Sharenting

sharenting

Il termine sharenting, dall’unione di “share=condividere” e “parenting=genitorialità”, si riferisce all’atto compiuto dai genitori di postare immagini o contenuti dei propri figli sui social.

Sempre di più si assiste a condivisione, anche compulsiva, già a partire dalla gravidanza, con foto delle ecografie, e momenti del parto. Con l’avvento dei social, quella che era l’abitudine di mostrare l’album di foto dei propri figli a parenti ed amici, si è spostato in questi spazi virtuali.

Purtroppo questa azione assume però proporzione diversa, e può portare a diversi risvolti negativi. Sui social il pubblico che ci segue e che vede ciò che postiamo può essere vastissimo, specie se ai nostri profili non applichiamo impostazioni restrittive sulla privacy. Perciò ogni foto, ogni post, potrebbe essere visto anche da persone che non conosciamo. E, peggio ancora, potrebbe essere salvato.

Il rischio maggiore legato allo sharenting è che il materiale pubblicato venga infatti rubato da persone malintenzionate, da pedofili che bazzicano in rete proprio alla ricerca di immagini o video che vedano come protagonisti i minori. In questo caso, i genitori rischiano di essere i principali fornitori, inconsapevoli, di contenuti pedopornografici.
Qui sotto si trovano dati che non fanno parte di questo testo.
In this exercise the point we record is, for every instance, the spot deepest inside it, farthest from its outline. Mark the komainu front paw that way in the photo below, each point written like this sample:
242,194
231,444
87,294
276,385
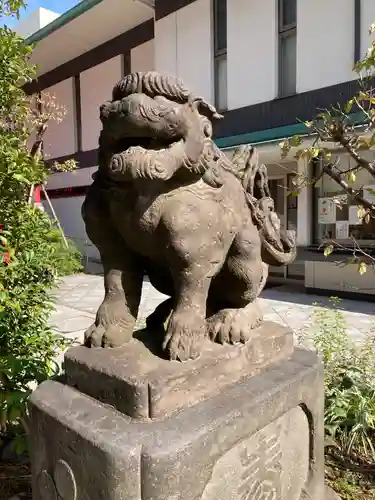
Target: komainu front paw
113,327
234,326
184,337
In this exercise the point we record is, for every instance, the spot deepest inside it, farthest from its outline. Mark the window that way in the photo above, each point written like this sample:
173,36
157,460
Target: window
220,54
287,47
337,213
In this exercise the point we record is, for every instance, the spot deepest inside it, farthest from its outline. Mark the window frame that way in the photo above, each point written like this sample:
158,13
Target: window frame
219,54
285,31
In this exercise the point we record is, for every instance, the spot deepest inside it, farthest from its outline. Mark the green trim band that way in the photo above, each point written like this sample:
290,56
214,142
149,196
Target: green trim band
62,20
273,134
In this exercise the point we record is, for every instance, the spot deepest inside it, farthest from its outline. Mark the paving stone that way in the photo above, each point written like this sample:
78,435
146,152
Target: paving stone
78,298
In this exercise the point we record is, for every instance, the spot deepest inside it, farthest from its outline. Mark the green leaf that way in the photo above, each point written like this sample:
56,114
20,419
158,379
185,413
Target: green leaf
295,141
362,268
351,177
348,106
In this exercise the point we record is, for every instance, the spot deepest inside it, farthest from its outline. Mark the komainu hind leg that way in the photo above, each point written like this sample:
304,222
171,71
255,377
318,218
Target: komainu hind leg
123,276
243,279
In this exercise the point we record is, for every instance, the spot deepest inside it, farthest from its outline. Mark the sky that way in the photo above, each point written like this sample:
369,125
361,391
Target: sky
59,6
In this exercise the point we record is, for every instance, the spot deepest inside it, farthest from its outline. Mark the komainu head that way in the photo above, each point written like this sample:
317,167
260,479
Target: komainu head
153,128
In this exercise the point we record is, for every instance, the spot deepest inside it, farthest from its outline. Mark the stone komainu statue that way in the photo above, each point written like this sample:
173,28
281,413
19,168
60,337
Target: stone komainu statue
167,203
Lo sharenting costituisce quindi anche un’invasione della privacy altrui, del proprio figlio nel caso specifico, a cui non viene chiesto il permesso prima di postare del materiale che lo riguarda.

Infine, un altro rischio è che i ragazzi, che ci guardano e che prendono spesso gli adulti come esempi, si sentano autorizzati a pubblicare e condividere liberamente loro foto o video, perché vedono che è qualcosa che fanno anche i loro genitori.

Il consiglio è quindi   quello di stare attenti, mettere da parte l’orgoglio genitoriale e l’entusiasmo nel voler mostrare agli altri momenti di vita del proprio figlio, perché i rischi che si corrono superano di gran lunga i benefici.